Rexford Tom Orotaloa | |
Birth Place: | Malaita, Solomon Islands |
Occupation: | Writer |
Notable Works: | Two Times Resurrection, Suremada: Faces from a Solomon Island Village |
Rexford Tom Orotaloa (born 1956) is a Solomon Islands writer best known for the novel Two Times Resurrection and the story collection Suremada: Faces from a Solomon Island Village. His work often focuses on the conflict between modern and traditional culture.[1] [2]
Orotaloa was born in 1956 and raised in a village on the island of Malaita in the Solomon Islands. He was raised by his grandfather, who taught him traditional tribal chants and songs.
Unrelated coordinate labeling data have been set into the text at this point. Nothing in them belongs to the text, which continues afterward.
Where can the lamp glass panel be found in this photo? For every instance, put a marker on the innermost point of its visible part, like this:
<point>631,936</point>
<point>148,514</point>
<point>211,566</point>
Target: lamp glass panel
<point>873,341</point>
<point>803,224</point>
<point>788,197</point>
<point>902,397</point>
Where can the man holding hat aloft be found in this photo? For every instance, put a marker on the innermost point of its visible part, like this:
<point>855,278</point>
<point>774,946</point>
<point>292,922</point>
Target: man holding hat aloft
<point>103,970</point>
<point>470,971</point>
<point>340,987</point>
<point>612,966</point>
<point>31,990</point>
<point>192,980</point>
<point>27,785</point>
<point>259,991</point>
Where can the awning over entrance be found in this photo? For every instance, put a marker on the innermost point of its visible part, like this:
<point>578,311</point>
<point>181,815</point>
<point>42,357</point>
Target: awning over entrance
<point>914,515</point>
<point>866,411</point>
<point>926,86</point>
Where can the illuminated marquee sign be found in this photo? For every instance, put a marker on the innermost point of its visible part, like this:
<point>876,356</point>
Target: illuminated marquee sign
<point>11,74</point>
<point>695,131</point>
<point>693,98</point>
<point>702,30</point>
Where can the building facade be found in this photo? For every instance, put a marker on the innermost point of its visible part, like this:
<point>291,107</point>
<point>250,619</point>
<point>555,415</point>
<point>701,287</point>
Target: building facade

He was educated at the King George VI School in the Solomons capital city of Honiara, Guadalcanal.[1]
Orotaloa has published two books, the novel Two Times Resurrection (1989) and the story collection Suremada: Faces from a Solomon Island Village (1985). His writing blends the European-style literary short story with the traditional oral folk tales of his islands, and often uses creolized English.[2] He has also published poetry.[3]
Orotaloa also worked as a teacher and secretary to the local court in Malaita.[1]
Two Times Resurrection is one of the few novels to emerge from the Solomon Islands literary community (along with John Saunana's The Alternative), which has generally produced short stories. Robert Viking O'Brien noted its "elegiac tone" and said that Orotaloa "depicts the capitalist transformation of the Solomon Islands and an individual's struggle to survive that transformation without losing what he values in traditional Melanesian society."[4] In the journal World Literature Today, Stephen Oxenham wrote that the novel's "fusion of oral and literary convention gives it a peculiar power and charm". He called Orotaloa "a writer of unusual and highly individual perception," whose work "is unlikely to have any counterpart in modern Pacific writing."[5]
The Pacific Islands: An Encyclopedia said that Orotaloa's "episodic semi-autobiography and loosely connected stories can be ungainly at times, but are always lively."[2] Samoan poet and writer Albert Wendt, in Nuanua: Pacific Writing in English Since 1980, praised Orotaloa's "complex storytelling style" and use of traditional mythology and oral literary techniques.[6]